Prosecutors and defense lawyers engaged in more than two hours of legal jousting over the charges facing Reilly, 75; First Deputy James McCullen, 76; and former Second Deputy Rebecca Kiefer, 65. Much of it centered on defense claims that prosecutors improperly used Reilly's and Kiefer's refusals to answer some grand jury questions in a way that violated their constitutional rights.
"I have never . . . seen a case where there was this level of violations," said Kiefer's lawyer, Robert Goldman, a former federal prosecutor.
Reilly, first elected in 1975, and Kiefer, her longtime right hand, were charged March 4 with theft, conspiracy, official oppression, tampering with records, and other crimes. The charges were recommended in a 240-page investigative grand jury presentment that says workers in Reilly's office were pressured into doing political work and paid for it with public funds.
McCullen faces lesser misdemeanor charges, essentially accused of knowing about the alleged chicanery and going along with it.
A fourth defendant, former administrator Candace Quinn, pleaded guilty or no contest Sept. 14 to charges similar to those facing Reilly and Kiefer. She has not been sentenced and is available to testify at the others' trial.
When called before the grand jury, Reilly and Kiefer repeatedly invoked their Fifth Amendment rights against self-incrimination - more than 30 times between them.
By including those responses in a presentment that the grand jury was asked to approve, Goldman argued, prosecutors so prejudiced the grand jurors that the charges should be dismissed.

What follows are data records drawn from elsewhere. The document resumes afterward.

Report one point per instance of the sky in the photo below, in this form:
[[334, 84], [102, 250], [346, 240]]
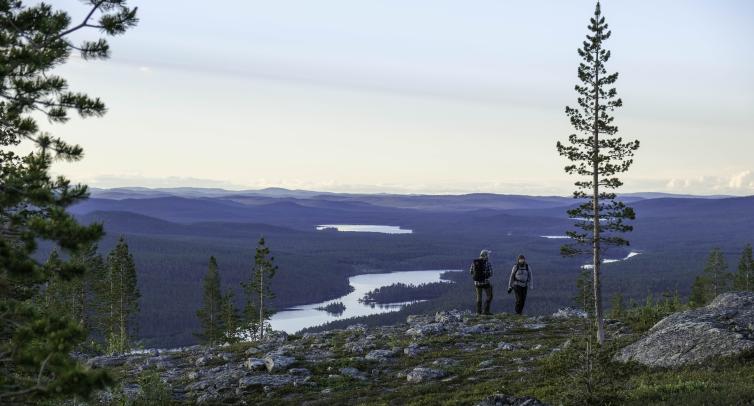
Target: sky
[[420, 96]]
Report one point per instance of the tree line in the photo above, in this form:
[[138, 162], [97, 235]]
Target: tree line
[[220, 319], [103, 301]]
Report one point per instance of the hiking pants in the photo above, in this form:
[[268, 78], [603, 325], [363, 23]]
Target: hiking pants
[[487, 289], [520, 292]]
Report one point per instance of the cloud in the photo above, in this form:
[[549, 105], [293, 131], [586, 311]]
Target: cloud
[[744, 180], [113, 181], [739, 184]]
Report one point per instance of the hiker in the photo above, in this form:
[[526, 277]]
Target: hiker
[[520, 281], [481, 271]]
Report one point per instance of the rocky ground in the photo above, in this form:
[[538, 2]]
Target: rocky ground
[[724, 328], [448, 350], [450, 357]]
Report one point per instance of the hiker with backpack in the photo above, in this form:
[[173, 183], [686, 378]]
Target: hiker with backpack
[[481, 272], [520, 282]]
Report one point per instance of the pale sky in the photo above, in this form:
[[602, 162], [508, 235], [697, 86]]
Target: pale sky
[[424, 96]]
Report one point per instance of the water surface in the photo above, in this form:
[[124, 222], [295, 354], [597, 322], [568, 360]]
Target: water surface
[[301, 317]]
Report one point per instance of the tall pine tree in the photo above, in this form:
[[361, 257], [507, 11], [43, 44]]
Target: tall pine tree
[[120, 299], [210, 315], [598, 156], [258, 292], [35, 40], [744, 279]]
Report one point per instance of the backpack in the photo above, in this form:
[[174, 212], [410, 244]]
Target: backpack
[[480, 270], [518, 268]]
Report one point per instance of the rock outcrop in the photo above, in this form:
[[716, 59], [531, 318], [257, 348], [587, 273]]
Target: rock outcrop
[[723, 328], [505, 400]]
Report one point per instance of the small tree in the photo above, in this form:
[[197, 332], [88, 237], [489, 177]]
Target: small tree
[[597, 156], [717, 273], [584, 297], [231, 321], [258, 290], [699, 292], [744, 279], [121, 299], [714, 280], [210, 315]]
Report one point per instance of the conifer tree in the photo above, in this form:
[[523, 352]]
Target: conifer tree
[[699, 293], [121, 299], [744, 279], [598, 156], [714, 280], [210, 315], [231, 321], [258, 291], [35, 39], [717, 274]]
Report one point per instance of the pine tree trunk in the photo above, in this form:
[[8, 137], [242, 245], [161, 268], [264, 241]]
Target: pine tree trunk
[[261, 304], [121, 346], [596, 212]]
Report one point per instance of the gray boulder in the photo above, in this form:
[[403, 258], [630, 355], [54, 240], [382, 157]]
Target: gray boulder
[[723, 328], [568, 313], [255, 364], [265, 380], [505, 400], [380, 355], [419, 375], [276, 363], [423, 330], [414, 350], [353, 373]]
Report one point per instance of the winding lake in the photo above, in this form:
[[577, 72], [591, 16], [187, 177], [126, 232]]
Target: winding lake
[[365, 228], [297, 318]]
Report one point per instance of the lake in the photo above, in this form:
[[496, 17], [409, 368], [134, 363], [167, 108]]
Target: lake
[[610, 261], [365, 228], [295, 319]]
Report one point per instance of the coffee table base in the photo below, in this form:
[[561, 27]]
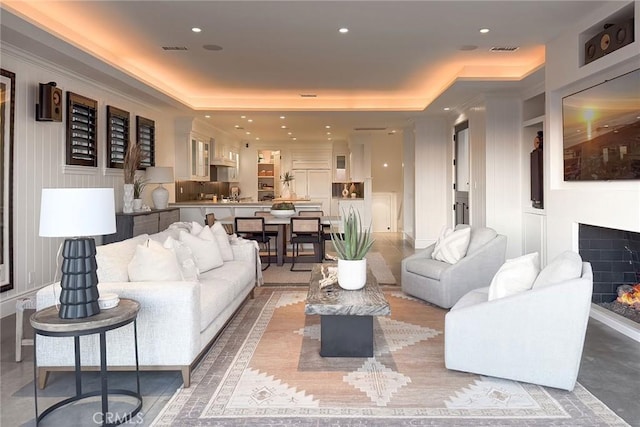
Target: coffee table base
[[346, 336]]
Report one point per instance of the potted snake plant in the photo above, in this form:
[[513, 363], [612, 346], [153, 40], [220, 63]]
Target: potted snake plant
[[351, 246]]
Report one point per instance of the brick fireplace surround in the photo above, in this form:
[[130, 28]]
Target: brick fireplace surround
[[615, 259]]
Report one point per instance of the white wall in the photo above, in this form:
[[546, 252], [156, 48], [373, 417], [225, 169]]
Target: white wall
[[432, 200], [614, 204], [39, 159], [503, 169]]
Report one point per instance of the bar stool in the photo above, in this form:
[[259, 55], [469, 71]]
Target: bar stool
[[253, 228], [305, 230]]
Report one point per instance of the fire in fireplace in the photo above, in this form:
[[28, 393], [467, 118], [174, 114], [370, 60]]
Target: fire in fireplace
[[615, 258], [629, 295]]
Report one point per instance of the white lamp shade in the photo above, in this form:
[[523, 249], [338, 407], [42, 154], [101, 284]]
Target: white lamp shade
[[77, 212], [159, 174]]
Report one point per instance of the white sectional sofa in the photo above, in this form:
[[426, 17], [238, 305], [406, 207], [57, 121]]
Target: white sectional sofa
[[178, 318]]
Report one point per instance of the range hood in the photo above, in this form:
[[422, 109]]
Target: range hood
[[220, 161]]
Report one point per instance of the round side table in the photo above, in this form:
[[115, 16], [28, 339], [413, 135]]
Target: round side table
[[47, 323]]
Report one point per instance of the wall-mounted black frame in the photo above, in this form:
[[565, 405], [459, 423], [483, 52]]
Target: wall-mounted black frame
[[146, 139], [117, 136], [82, 131]]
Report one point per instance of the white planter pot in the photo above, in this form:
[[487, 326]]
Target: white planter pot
[[352, 274]]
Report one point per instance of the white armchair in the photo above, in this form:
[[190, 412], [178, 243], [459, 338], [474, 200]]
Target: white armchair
[[444, 284], [535, 336]]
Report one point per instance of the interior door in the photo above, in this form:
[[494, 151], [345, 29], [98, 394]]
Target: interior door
[[461, 173]]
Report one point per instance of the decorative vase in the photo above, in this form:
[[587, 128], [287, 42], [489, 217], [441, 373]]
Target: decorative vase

Deputy District Attorney Robin Twombly called Goldman's accusation "outrageous" and "offensive and misleading to the court."
Twombly agreed that jurors hearing a criminal trial should not be colored by a witness invoking a Fifth Amendment right, but said that doesn't apply to grand juries.
"They want to equate one to another, and it's just not correct," she told Philadelphia Senior Judge John Braxton, who is hearing the case to avoid conflicts of interest with Bucks County judges.
Braxton did not rule on the motion. He did, however, agree to have all of the charges tried at the same time.
Braxton rejected a defense claim that charges of lesser thefts from a petty-cash box would not overly prejudice trial jurors deciding whether Reilly and Kiefer stole from the public by giving employees comp time for doing political work.
"The court sees a culture being revealed here," Braxton said. "It's a broader picture."